Fixed, thanks. Good spotting!

Patch

diff --git a/mercurial/bundle2.py b/mercurial/bundle2.py
--- a/mercurial/bundle2.py
+++ b/mercurial/bundle2.py
@@ -83,11 +83,11 @@  Binary format is as follow
 
     The binary format of the header is has follow
 
     :typesize: (one byte)
 
-    :parttype: alphanumerical part name
+    :parttype: alphanumerical part name (restricted to ^a-zA-Z0-9_:-])
 
     :partid: A 32bits integer (unique in the bundle) that can be used to refer
              to this part.
 
     :parameters:
@@ -151,10 +151,11 @@  import struct
 import urllib
 import string
 import obsolete
 import pushkey
 import url
+import re
 
 import changegroup, error
 from i18n import _
 
 _pack = struct.pack
@@ -169,10 +170,17 @@  from i18n import _
 _fpayloadsize = '>i'
 _fpartparamcount = '>BB'
 
 preferedchunksize = 4096
 
+_parttypeforbidden = re.compile('[^a-zA-Z0-9_:-]')
+
+def validateparttype(parttype):
+    """raise ValueError if a parttype contains invalid character"""
+    if _parttypeforbidden.match(parttype):
+        raise ValueError(parttype)
+
 def _makefpartparamsizes(nbparams):
     """return a struct format to read part parameter sizes
 
     The number parameters is variable so we need to build that format
     dynamically.
@@ -189,10 +197,11 @@  def parthandler(parttype, params=()):
         @parthandler('myparttype', ('mandatory', 'param', 'handled'))

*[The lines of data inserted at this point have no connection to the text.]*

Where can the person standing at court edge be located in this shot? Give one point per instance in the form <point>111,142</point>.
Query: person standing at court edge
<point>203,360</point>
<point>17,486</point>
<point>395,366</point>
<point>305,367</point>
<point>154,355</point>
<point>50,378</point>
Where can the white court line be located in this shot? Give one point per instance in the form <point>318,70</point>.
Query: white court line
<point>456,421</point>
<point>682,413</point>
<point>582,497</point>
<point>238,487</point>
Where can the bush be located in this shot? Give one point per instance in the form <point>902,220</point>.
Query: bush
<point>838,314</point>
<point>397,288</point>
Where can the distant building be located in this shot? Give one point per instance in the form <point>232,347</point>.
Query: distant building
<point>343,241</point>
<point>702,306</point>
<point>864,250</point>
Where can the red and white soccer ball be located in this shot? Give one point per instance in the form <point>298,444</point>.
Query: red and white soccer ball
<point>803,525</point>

         def myparttypehandler(...):
             '''process a part of type "my part".'''
             ...
     """
+    validateparttype(parttype)
     def _decorator(func):
         lparttype = parttype.lower() # enforce lower case matching.
         assert lparttype not in parthandlermapping
         parthandlermapping[lparttype] = func
         func.params = frozenset(params)
@@ -588,10 +597,11 @@  class bundlepart(object):
     Both data and parameters cannot be modified after the generation has begun.
     """
 
     def __init__(self, parttype, mandatoryparams=(), advisoryparams=(),
                  data='', mandatory=True):
+        validateparttype(parttype)
         self.id = None
         self.type = parttype
         self._data = data
         self._mandatoryparams = list(mandatoryparams)
         self._advisoryparams = list(advisoryparams)